Cantharellus lateritius

Common Names: Smooth chanterelle
Category: Fungi
Sub-category: Chanterelles

The species has a complex taxonomic history, and has undergone several name changes since its first description by American mycologist Lewis David de Schweinitz in 1822. The caps typically range between 0.8 to 3.5 inches in diameter, with a flattened to somewhat funnel-shaped top surface and a wavy margin. The cap surface is dry, slightly tomentose (covered with a layer of fine hairs), and a deep and bright orange-yellow color, with older specimens fading to more yellow in age; the extreme margins of the cap are a paler yellow, and typically curve downward in young specimens. Fruit bodies can reach a height of 4.7 inches. The hymenophore (the spore-bearing surface) is initially smooth and without wrinkles, but gradually develops channels or ridges, and what appear to be very shallow gills that are vein-like, and less than 1 mm wide. The color is pale yellow, and is continuous with the surface of the stem. The stem is rather plump and stout, 0.6 to 1.8 inches long and 0.2 to 0.7 inches thick, more or less cylindrical, tapering downwards towards the base. Internally, the stems are either stuffed (filled with cotton-like mycelia) or solid. Rarely, fruit bodies may be clumped together with stems joined at the base; in these cases there are usually no more than three fused stems. The flesh is solid to partly hollow (sometimes due to insect larvae), with a pale yellow color.

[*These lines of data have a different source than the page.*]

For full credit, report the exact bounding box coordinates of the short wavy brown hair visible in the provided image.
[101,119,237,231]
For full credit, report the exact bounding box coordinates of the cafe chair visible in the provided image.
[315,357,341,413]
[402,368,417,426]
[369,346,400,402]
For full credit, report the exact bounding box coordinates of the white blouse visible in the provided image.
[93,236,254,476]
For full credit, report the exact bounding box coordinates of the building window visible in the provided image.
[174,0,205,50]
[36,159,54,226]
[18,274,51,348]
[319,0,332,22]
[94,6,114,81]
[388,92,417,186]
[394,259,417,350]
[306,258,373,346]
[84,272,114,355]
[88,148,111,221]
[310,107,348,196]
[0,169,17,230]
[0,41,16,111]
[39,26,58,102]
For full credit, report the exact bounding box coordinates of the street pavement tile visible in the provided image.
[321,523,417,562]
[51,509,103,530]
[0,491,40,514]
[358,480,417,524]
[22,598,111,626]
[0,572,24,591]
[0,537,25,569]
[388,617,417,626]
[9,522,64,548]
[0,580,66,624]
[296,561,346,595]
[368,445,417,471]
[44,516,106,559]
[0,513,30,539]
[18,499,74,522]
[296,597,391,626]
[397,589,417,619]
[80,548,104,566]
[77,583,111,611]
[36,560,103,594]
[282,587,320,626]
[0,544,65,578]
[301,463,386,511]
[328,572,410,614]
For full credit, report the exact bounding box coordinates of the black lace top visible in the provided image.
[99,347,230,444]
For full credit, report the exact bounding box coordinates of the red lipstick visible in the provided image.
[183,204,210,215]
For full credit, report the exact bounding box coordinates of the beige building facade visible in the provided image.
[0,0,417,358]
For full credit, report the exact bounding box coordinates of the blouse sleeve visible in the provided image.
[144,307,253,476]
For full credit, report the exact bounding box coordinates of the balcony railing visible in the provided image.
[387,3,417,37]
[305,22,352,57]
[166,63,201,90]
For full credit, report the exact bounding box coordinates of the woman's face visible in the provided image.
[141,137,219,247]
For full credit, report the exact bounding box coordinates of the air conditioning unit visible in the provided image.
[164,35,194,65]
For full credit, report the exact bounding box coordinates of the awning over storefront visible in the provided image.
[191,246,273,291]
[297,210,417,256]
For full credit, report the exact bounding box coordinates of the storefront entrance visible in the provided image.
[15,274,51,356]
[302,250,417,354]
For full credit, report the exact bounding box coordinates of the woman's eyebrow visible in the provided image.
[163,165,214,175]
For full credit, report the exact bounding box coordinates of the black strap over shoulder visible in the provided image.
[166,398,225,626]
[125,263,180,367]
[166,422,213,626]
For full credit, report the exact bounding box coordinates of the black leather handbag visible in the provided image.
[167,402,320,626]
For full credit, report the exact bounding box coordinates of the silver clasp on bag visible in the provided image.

Typically found growing solitary, in groups or in clusters under hardwood trees, the fungus produces fruit bodies in the summer and autumn.

Edible Notes: Like all species in the genus Cantharellus, C. lateritius is edible, and considered choice by some. The odor resembles apricots, and the taste is mild. Similar to the widely available common chanterelle, C. cibarus, which can be found in supermarkets and gourmet food stores both dried and fresh.
Warnings: Not known to be dangerous.